First of all, it can lead to unhealthy levels of stress. Though I wouldn’t consider any amount of stress healthy, a survey of high-performing high schools by the Stanford Graduate School of Education on more than 4,300 students found that more than 70% of students said they were “often or always stressed over schoolwork,” with 56% of students considered homework a primary source of stress. Less than 1 percent of the students said homework was not a stressor. Though this might seem normal as almost anyone would complain about work, the researchers asked students whether they experienced physical symptoms of stress, such as headaches, exhaustion, sleep deprivation, weight loss, and stomach problems. More than 80 percent of students reported having at least one stress-related symptom in the past month, and 44 percent said they had experienced three or more symptoms. Some might argue, homework improves academic ability; doing more work will make children learn more than they could within school hours. In reality, to date, no research has supported a correlation between amounts of homework and increased achievement in elementary school. This was also largely true of middle school. Even in high school, where some benefits were evident, these disappeared when too much work was assigned. In fact, too much homework in high school can actually reduce academic achievement.
Secondly, it can lead to students being deprived of the required amount of sleep and being distracted in class. I myself have gotten into trouble a few times for falling asleep in class: the perfect way to start off your day after staying awake all night finishing homework. According to the National Sleep Foundation children from 5 to 12 years old need between 10 and 11 hours of sleep each night. Teenagers need from 8.5 to 9.25 hours. But when teens get overwhelmed with schoolwork, sleep is one of the first things to be compromised. Studies show that only 20 percent of adolescents between the ages of 11 and 17 get the recommended amount of sleep. On school nights, nearly half of them sleep fewer than eight hours.
So why do we do something where the cons (stress, frustration, sleep deprivation, loss of time for other activities, and a possible loss of interest in learning) so clearly outweigh the pros?
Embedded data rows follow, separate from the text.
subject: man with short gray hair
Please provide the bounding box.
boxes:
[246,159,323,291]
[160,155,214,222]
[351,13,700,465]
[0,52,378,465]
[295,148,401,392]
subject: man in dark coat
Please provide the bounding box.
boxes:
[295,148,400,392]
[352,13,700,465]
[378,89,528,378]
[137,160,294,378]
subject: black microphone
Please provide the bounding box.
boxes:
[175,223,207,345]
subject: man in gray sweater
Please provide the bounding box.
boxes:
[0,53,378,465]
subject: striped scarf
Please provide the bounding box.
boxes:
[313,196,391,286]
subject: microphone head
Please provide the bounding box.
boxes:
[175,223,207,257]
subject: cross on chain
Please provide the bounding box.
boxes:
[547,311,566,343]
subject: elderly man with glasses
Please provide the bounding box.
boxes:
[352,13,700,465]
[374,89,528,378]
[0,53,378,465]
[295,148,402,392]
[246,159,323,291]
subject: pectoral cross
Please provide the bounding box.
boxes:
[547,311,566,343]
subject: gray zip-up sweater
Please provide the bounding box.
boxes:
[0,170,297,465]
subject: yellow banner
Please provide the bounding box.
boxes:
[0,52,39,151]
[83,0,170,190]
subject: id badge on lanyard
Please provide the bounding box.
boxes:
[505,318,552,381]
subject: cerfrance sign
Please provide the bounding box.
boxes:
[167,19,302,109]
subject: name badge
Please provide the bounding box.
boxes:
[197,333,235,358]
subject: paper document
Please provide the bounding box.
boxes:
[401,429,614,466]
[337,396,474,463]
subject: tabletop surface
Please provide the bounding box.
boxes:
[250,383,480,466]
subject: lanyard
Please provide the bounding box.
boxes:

Possible reasons include a lack of respect for research, a lack of respect for children (implicitly showing a determination to keep them busy after school), or a reluctance to question existing practices. And as the saying goes, “Change is the only constant,” the time for change is here. To help reduce or even get rid of homework, start petitions to school boards on websites like www.change.org or contact your local congressman and demand change.